The Office of Inspector General (OIG), Department of Health and Human Services (HHS), in a 2009 report, showed that unqualified nonphysicians performed 21% of the services. These nonphysicians did not possess the necessary licenses, certifications, credentials, or training to perform the services.
Since the time the medical profession was founded, advances in treatments and technology, as well as educational and training standards, have promoted a desire to go beyond the basic scope of practice. Many have sought to broaden the scope of practice through legislative efforts and proclamation rather than education and training.
In 2001, President Clinton signed into law a rule that permitted states to “opt out” of the Centers for Medicare and Medicaid Services’ (CMS) requirement for nurse anesthetists to be supervised by any physician. Since then, 17 states have adopted this rule. While it was originally intended to help rural areas improve access to care, the opt out rule essentially supports any hospital or organization that seeks to make a profit or cut costs by allowing nurse anesthetists to function as physicians. With the implementation of sweeping health care regulations under the Affordable Care Act (ACA, also popularly known as Obamacare), the future of nurses and other professionals has been empowered. In fact, it has been proposed that medical training may be reduced by 30%, which will in their minds equalize training between nonphysicians and physicians. In 2010, the Federal Trade Commission (FTC) issued an opinion exerting their power to empower CRNAs with unlimited practice, with threats to opposing parties. In the 2013 proposed physician payment rule, CMS is proposing that CRNAs may perform interventional pain management services.

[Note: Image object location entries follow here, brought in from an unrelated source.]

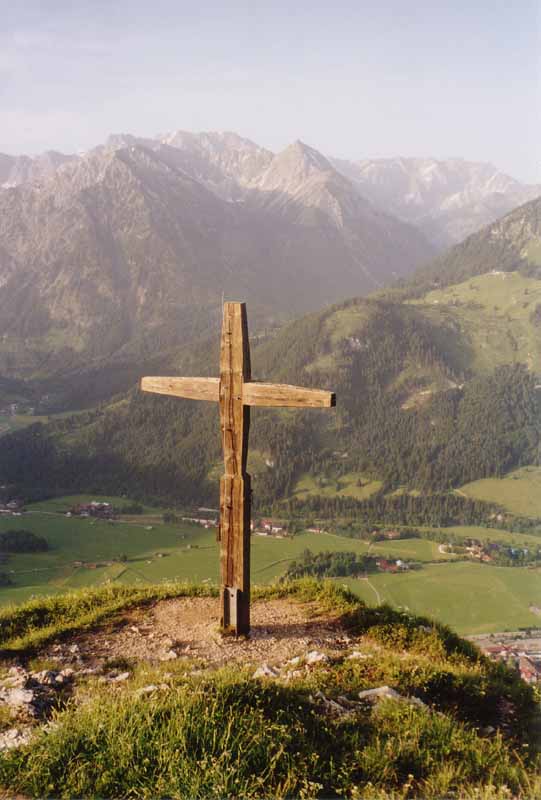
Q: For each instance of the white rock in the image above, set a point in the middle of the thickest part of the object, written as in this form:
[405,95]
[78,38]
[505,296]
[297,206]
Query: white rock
[122,677]
[143,690]
[14,737]
[264,671]
[67,672]
[315,657]
[18,697]
[169,656]
[387,692]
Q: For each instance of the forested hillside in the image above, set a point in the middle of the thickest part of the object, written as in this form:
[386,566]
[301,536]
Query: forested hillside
[416,408]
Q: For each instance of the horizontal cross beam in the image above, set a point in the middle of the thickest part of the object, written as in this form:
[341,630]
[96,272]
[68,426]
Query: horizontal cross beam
[254,393]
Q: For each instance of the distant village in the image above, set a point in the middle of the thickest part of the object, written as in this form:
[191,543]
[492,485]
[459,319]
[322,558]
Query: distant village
[520,650]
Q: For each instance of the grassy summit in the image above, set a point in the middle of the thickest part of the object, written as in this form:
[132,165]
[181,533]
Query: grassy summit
[193,727]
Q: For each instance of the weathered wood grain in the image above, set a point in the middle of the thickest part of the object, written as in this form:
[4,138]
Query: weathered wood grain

Interventional pain management is a medical discipline with defined interventional techniques to be performed by professionals who are well trained and qualified. Without considering the consequences of the lack of education and training qualifications for CRNAs to offer interventional techniques, the FTC issued their opinion and CMS proposed to expand these practice patterns with a policy of improved access and reduced cost. However, in reality, the opposite will happen and will increase fraud, reduce access due to inappropriate procedures, and increase complications, all as a result of privileges by legislation without education. The CMS proposal for interventional pain management by nurse anesthetists is a proclamation with a poor prognosis.